Me asee, puse en orden un poco la tienda y apagué la linterna. Tal vez estuve pensando que Sukey preferiría entrar en ella, para reunirse conmigo si estaba a oscuras; pero no lo sé a punto fijo, porque, en aquellos instantes todos mis pensamientos fueron lentos y oscuros. Bajé el toldo de la entrada de la tienda para que los portadores no me viesen al volver. Estaba rendido de cansancio, y, luego de desnudarme, me dejé caer sobre el colchón de hierbas del ancho lecho que me había hecho el fundís… Para construir una sólida boma se necesitaban dos horas de trabajo. Hubiera debido pedir Sukey que no se fuese… Deseé que mis ojos, que estaban abiertos del todo, se cerrasen…

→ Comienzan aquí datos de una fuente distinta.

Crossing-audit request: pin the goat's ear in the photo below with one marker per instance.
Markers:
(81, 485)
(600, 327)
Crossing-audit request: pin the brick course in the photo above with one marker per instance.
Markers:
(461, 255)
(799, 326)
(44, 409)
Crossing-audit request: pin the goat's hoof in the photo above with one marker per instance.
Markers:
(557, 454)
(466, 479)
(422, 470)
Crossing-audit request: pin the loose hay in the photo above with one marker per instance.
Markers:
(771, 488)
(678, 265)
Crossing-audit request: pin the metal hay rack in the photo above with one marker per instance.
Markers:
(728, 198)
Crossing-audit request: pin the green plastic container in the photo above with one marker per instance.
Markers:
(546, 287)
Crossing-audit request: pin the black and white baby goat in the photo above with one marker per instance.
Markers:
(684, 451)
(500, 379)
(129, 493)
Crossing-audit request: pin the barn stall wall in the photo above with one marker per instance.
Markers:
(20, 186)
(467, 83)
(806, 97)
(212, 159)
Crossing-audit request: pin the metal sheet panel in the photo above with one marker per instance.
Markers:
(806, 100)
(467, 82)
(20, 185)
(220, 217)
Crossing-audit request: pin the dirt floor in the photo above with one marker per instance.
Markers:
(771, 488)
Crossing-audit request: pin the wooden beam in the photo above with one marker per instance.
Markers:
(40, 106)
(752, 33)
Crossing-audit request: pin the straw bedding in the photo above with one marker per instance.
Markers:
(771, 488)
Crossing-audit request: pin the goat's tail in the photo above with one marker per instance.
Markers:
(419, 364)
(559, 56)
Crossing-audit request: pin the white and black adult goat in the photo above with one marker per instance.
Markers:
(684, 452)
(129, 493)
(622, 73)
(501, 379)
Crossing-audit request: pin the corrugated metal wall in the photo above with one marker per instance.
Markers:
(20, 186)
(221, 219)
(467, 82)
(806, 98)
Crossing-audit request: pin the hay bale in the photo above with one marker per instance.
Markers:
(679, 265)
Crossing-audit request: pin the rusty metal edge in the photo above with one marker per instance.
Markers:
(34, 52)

Pero debieron cerrarse unos minutos sin que yo me diera cuenta, Un sueño breve, feliz, se estaba tejiendo lentamente todavía en mi cerebro, cuando apartaron la cortina de la tienda. Pude ver entonces los poco brillantes resplandores rojizos de un fuego que se extinguía; seguí viendo palidecer a aquellas vacilantes llamas hasta que unas manos ágiles terminaron de atar fuertemente las cuerdas de la cortina. Oí cerca de mí ruidos muy suaves, como crujidos de seda, como los que hacen las ropas al caer. Y sentí a mi lado un cuerpecito cálido, fragante y vigoroso. Y unos labios rebosantes de amor y de vida buscaron los míos.

Despierto ya, despierto del todo y sintiéndome vivir como nunca, todavía seguía recordando el sueño que había tenido un momento antes. ¡No había sabido que era mi sueño más querido hasta que Sithy entró allí para convertirlo en realidad!